What makes an investment unsuitable?

In general, it is important to note that an investment is not unsuitable simply because it performs badly. Investments by their very nature carry with them an element of risk, which means they may well fall in value or fail altogether. This means that just because an investment has fallen in value does not mean that there was any deficiency in the advice given, as the specific outcome of an investment cannot be known in advance. There are some reasons why an investment may not have been suitable for a client, namely:

  • Mismatched risk exposure – if the investment was riskier than the client was prepared to take, then the advice can be considered unsuitable even if the investment has actually performed well. In that case, the remedy would be to switch into a more appropriate investment now, taking the additional gain as effectively a bonus.
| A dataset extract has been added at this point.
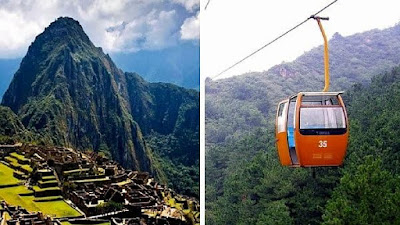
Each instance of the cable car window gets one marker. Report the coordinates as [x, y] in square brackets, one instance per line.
[320, 100]
[282, 117]
[291, 123]
[322, 120]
  • Insufficient information – if the investment was not fully explained to the client, they cannot have made an informed decision to proceed. This usually means that the client was unaware of the charges or the underlying investment strategy. It may be that the adviser was themselves unaware, but their duty of care to the client means that they should only advise on assets they have fully investigated.
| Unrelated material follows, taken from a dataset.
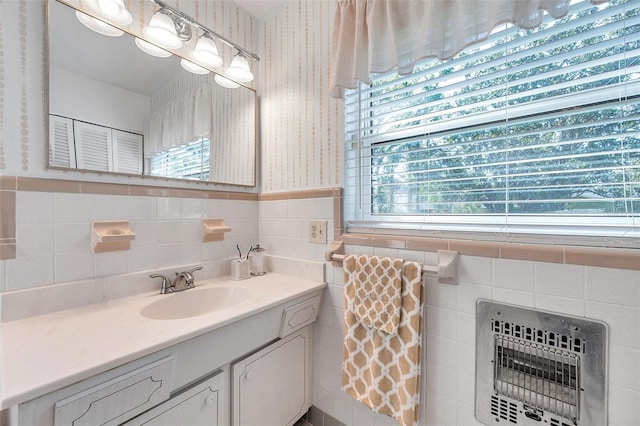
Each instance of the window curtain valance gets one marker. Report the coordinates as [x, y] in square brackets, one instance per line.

  • Incorrect permissions – if the adviser was not authorised to intermediate on the specific assets in question, then their advice was unsuitable.
  • Non-mainstream investments marketed inappropriately. Some investments are subject to additional restrictions over their marketing and advice, usually requiring a client to be either deemed sophisticated or high net worth. If the investment required such a categorisation but the client was not recorded as such, the advice may well be unsuitable.